Kids won't be all right

Ira Winderman

Sun Sentinel

Hmm. Let's see: Two weeks to get ready, room for about 10 practices the entire season if you don't practice after back-to-backs or after road games, and barely enough time for scouting reports on opponents to dry before they become obsolete.

No, the kids will not be all right. This will be a season for those who have been there, seen that, done that.

While fresh legs could mean plenty, the lockout-shortened NBA season in 2011-12 likely will be more of a head game, nightly chess matches of how to get through the 48 minutes with enough left in reserve to move on to the next immediate challenge.

This will not be the year of the rookie. Neophytes need not apply.

iwinderman@tribune.com

Experience rules

Brian Schmitz

Orlando Sentinel

The modified schedule still favors talent.

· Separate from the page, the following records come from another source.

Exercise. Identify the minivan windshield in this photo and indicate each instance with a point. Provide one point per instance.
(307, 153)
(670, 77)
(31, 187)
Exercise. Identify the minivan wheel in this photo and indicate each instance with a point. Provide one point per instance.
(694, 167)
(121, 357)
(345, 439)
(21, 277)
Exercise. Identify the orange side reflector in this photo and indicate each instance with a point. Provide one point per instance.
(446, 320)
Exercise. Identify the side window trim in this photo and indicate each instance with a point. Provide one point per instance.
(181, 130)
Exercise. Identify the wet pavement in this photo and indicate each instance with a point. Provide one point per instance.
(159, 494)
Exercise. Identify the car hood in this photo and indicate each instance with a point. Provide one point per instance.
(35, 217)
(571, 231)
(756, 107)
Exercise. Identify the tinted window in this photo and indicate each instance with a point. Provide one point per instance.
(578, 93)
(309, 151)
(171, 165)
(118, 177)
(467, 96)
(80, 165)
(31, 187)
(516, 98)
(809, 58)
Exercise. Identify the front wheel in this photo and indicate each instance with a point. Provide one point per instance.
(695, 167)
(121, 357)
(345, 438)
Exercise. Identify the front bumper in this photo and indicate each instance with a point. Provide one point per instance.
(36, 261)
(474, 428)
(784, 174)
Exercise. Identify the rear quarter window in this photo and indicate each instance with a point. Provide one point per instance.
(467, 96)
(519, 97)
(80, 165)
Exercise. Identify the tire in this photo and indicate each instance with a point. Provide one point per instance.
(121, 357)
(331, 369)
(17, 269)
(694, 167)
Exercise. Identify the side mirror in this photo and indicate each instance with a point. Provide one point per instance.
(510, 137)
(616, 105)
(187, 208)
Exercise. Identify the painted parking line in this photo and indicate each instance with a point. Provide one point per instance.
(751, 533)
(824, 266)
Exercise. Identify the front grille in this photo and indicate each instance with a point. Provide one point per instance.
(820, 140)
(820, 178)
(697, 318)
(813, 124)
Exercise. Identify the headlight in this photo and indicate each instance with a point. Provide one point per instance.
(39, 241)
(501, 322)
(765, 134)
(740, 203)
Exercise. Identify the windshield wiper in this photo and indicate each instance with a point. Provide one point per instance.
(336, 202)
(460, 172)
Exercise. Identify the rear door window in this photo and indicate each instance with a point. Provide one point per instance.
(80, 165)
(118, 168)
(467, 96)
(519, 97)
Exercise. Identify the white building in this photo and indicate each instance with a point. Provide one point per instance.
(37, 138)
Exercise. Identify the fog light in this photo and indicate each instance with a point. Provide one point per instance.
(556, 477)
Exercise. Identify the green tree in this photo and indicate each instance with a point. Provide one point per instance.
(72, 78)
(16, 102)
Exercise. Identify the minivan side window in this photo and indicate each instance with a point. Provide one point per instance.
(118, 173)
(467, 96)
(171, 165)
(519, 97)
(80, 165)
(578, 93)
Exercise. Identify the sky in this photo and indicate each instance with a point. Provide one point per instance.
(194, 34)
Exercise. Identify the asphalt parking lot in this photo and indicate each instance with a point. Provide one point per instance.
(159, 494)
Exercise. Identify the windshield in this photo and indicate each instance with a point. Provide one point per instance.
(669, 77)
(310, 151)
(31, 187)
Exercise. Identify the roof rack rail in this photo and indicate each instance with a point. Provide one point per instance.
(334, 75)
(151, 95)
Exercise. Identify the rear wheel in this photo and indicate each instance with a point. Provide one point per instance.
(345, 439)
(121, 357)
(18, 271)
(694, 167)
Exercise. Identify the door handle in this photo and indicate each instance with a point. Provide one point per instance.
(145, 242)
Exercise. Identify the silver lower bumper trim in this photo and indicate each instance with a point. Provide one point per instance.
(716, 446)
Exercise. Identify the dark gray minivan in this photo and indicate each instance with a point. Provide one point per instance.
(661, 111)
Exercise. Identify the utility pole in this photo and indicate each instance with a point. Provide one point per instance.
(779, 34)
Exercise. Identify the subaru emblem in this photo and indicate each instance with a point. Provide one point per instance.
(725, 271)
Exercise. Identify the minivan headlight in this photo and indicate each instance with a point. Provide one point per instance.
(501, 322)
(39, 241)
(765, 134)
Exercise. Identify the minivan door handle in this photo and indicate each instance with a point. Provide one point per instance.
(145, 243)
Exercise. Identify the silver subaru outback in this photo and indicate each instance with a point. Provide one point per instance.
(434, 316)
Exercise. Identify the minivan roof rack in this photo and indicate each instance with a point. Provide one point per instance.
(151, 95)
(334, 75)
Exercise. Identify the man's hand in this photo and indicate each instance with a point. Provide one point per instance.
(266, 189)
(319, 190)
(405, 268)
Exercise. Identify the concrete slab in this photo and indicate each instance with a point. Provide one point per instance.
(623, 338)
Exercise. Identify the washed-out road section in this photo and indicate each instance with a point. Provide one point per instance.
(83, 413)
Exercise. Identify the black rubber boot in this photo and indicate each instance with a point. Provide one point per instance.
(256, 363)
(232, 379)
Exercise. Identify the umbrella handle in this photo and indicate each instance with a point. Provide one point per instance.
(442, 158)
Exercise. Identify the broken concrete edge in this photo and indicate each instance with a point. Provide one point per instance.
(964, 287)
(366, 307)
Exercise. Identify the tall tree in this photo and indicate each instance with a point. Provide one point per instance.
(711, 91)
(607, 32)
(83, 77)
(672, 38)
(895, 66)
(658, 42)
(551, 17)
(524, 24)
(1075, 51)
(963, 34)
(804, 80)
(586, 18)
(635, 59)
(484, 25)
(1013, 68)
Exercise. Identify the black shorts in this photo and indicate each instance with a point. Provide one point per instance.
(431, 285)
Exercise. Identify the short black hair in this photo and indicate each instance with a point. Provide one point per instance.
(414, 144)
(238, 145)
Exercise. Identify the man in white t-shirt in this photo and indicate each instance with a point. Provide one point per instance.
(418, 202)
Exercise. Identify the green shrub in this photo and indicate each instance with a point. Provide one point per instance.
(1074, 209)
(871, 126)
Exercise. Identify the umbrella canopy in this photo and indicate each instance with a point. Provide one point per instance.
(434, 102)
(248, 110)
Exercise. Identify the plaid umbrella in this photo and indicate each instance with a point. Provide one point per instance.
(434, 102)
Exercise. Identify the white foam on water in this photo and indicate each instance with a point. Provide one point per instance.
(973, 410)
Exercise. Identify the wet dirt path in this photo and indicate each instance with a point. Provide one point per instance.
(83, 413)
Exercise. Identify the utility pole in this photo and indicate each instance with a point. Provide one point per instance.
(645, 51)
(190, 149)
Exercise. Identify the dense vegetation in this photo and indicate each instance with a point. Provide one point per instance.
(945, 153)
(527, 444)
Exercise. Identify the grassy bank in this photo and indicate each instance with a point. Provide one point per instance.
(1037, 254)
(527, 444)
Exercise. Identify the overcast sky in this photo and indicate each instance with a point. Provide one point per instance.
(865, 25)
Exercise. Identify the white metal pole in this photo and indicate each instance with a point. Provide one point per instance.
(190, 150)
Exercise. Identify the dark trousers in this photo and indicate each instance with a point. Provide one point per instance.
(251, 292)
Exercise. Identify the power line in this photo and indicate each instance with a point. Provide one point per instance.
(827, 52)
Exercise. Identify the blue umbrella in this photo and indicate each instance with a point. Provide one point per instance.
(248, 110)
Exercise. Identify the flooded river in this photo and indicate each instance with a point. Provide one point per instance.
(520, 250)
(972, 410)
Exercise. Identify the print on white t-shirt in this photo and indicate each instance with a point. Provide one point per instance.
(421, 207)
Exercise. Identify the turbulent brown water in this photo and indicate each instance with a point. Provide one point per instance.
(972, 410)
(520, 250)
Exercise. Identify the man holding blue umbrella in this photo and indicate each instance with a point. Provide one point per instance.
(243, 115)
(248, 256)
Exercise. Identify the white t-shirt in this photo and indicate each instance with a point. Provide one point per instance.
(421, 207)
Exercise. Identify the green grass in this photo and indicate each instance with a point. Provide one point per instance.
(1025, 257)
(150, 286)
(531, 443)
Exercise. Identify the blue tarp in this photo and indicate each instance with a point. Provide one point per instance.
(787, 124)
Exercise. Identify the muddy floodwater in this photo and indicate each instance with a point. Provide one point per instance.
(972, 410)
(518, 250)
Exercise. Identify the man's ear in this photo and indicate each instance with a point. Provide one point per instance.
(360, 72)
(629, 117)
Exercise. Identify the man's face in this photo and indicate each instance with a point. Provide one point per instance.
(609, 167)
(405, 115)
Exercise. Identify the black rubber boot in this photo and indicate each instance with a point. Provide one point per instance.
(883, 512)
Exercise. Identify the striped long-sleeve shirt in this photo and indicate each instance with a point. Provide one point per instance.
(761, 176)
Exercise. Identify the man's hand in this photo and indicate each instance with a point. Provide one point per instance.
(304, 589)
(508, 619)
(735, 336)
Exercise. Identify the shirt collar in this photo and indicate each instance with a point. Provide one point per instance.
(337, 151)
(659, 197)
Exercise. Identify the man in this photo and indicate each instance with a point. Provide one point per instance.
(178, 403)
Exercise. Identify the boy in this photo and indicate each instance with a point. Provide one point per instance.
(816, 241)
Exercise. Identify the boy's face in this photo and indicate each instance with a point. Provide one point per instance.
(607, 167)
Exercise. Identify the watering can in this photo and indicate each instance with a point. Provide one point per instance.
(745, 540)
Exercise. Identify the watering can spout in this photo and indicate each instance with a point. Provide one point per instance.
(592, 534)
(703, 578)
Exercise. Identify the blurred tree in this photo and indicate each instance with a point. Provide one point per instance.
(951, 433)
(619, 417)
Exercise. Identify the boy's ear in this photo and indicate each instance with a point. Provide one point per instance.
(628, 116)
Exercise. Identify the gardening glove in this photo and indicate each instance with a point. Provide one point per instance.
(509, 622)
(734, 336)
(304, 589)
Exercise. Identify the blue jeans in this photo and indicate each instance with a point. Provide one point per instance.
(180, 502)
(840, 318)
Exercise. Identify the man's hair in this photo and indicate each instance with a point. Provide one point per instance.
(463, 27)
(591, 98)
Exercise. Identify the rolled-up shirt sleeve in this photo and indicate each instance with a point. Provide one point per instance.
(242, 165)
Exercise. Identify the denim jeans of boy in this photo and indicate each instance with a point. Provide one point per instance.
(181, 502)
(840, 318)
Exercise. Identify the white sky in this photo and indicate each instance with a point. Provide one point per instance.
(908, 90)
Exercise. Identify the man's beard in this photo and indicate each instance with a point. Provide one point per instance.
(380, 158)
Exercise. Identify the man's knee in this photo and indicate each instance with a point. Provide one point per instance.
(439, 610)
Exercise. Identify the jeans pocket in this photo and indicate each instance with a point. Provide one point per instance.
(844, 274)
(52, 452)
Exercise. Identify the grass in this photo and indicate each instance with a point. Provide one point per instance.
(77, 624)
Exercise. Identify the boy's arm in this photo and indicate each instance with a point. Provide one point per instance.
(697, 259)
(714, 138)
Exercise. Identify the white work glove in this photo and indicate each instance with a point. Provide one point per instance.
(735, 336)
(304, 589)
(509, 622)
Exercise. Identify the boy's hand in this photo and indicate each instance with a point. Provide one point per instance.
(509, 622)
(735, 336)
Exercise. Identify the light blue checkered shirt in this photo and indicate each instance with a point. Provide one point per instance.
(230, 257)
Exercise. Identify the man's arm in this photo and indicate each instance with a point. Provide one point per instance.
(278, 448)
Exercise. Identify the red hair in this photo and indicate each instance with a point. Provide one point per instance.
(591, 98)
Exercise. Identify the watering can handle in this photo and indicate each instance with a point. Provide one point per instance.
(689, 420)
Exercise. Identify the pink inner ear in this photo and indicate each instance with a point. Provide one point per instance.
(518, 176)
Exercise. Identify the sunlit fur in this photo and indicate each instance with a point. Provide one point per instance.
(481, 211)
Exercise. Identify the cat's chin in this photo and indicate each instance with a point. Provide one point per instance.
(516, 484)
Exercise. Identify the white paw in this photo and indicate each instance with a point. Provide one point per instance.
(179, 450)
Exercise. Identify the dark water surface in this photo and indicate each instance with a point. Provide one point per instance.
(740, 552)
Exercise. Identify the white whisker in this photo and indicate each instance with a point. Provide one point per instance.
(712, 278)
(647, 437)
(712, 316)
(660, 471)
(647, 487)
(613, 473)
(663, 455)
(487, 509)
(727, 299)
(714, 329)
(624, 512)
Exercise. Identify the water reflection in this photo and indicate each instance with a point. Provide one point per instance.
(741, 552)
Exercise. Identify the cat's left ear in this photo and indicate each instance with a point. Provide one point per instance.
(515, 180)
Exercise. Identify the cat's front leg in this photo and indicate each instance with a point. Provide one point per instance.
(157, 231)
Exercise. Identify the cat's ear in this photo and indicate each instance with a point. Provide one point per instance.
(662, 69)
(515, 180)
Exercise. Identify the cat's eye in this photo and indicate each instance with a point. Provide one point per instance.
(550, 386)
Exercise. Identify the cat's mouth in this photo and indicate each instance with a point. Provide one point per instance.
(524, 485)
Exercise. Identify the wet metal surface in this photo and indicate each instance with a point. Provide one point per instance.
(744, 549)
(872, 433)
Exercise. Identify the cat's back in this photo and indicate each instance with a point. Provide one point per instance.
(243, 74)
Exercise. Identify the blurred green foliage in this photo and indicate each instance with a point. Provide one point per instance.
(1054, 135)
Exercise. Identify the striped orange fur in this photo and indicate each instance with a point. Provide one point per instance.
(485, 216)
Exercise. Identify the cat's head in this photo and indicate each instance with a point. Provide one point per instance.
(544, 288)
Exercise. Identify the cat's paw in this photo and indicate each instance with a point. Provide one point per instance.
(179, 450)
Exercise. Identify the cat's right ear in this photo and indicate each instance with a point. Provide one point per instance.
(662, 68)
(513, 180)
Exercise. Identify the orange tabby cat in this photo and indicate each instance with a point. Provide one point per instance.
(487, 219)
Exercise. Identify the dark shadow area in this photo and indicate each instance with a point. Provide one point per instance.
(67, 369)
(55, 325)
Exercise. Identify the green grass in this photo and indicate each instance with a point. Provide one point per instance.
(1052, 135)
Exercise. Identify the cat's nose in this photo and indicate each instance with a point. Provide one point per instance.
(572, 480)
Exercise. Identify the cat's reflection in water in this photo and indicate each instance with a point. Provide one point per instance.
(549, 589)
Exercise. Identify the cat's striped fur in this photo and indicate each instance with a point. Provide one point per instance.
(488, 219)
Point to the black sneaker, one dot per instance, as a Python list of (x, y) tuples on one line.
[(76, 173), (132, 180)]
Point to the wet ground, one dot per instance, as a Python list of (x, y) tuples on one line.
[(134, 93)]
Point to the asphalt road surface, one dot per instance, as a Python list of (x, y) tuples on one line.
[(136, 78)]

Sure, it would be nice in back-to-back-to-backs to have a club of young legs, a cross-country team. But I'll take experienced trotters over thoroughbreds.

All you need to know is that Dallas won the title with a point guard named Kidd, who's 38. The Mavs beat the Heat in the Final, the tortoise over the hare.

And who wouldn't still favor the creaky Celtics over the whippersnapper Clippers?

You might need to also examine the experience and job security of the coaches — the ones who control the playing time.

I'll take the youngsters in a sprint, the veterans in a marathon — and the most talent all the time.